Moreover, 21 percent of voters said that “moral values” — more than either Iraq or the economy — were what determined their vote. In many states the GOP used TV ads featuring two men kissing to fan the anti-gay marriage flames. Nowhere did the strategy work better than in Ohio, where the southern tier of counties is the cultural equivalent of a Deep South state, steeped in religiously inculcated homo-hate. Ohio is also a state where traditionally Democratic working-class Catholic voters — whom Kerry failed to bind to him with an economic program that could arouse their passions — were peeled off in sufficient numbers to reduce Kerry’s margins in the larger cities. And the sweeping anti-gay referendum in Ohio — which outlaws civil unions or any lesser legal recognition of same-sex couples, as well as gay marriage — passed by 2 to 1. Huge anti-gay majorities were rolled up as well in all the other 10 states with referenda, with the smallest margin of victory for the anti-gay measure in Oregon (a supposedly tolerant state where it won by a resounding 14 points).

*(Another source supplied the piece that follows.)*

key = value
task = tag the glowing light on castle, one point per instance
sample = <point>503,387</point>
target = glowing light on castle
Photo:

The anti-gay crusade was also crucial in mobilizing the religious in support of Republican Senatorial candidates in crucial races around the country. The Democrats’ Senate leader, Tom Daschle, was targeted in South Dakota by his victorious GOP opponent, John Thune, on the gay issue — a relentless barrage of TV and radio ads portrayed Daschle as a supporter of gay marriage (for opposing the FMA) and helped Thune squeak through.
Similarly, in Kentucky — where the anti-gay referendum passed by 75 percent to 25 percent — a nasty gay-baiting campaign by mad Republican incumbent Jim Bunning helped defeat his Democratic opponent, whom Bunning implied (falsely) was gay. Bunning was so gaga, his staff had to hide him for the final weeks of the campaign for fear of what lunatic things he might say — yet by surfing the anti-gay backlash, he, too, squeaked through.

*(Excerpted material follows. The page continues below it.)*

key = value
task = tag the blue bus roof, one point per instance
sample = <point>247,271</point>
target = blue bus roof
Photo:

On Election Day, there were widespread reports, from Nevada to Florida, of guys in very bad drag shouting “Gay marriage!” holding pro-gay-marriage signs, and accosting voters outside polling stations. (Democrats took photos of these costumed GOP operatives for later identification as Bushniks). More dirty tricks: Phony robocalls in Wisconsin and a number of other states, purporting to be from the Kerry campaign, told swing voters, “A vote for Kerry is a vote for gay marriage — it’s our time.”
Scurrilous gay-baiting literature abounded. And, of course, the Bushniks could count on the fervent homophobia of Bush’s shock troops from the Christian right (heavily subsidized by taxpayer dollars through patronage disguised as “faith-based initiatives”) to hammer home the Sunday-go-to-meetin’ anti-gay message — and the sweeping Republican victory.

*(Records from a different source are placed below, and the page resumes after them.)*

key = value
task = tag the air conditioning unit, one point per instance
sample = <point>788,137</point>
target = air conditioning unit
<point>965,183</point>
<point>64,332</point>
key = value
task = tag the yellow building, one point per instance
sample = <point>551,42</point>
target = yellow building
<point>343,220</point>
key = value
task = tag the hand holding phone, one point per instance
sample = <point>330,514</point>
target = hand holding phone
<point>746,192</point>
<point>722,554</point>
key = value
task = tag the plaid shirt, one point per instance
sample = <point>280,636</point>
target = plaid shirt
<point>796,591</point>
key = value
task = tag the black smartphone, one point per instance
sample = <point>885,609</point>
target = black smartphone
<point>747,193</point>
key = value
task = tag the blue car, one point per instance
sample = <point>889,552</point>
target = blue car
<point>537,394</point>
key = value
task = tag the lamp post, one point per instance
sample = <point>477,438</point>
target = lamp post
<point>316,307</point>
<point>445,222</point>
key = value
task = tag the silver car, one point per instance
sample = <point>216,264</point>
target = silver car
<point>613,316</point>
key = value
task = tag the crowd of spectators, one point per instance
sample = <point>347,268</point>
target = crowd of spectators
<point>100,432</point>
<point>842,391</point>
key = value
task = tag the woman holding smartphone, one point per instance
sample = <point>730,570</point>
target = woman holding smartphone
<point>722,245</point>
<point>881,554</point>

The Democratswere bereft of any strategy to fight this politicization of the anti-gay backlash. Across the country, the Democrats’ lawyers engaged in a furious struggle to keep Ralph Nader off the ballot — but didn’t lift a finger to engage in a similar challenge to the petitions for the anti-gay referenda, for fear of being tarred with the lavender brush. So, in referendum states like Ohio, the Reagan Democrats of yesterday — particularly married women and working-class men — became the Bush Democrats of today.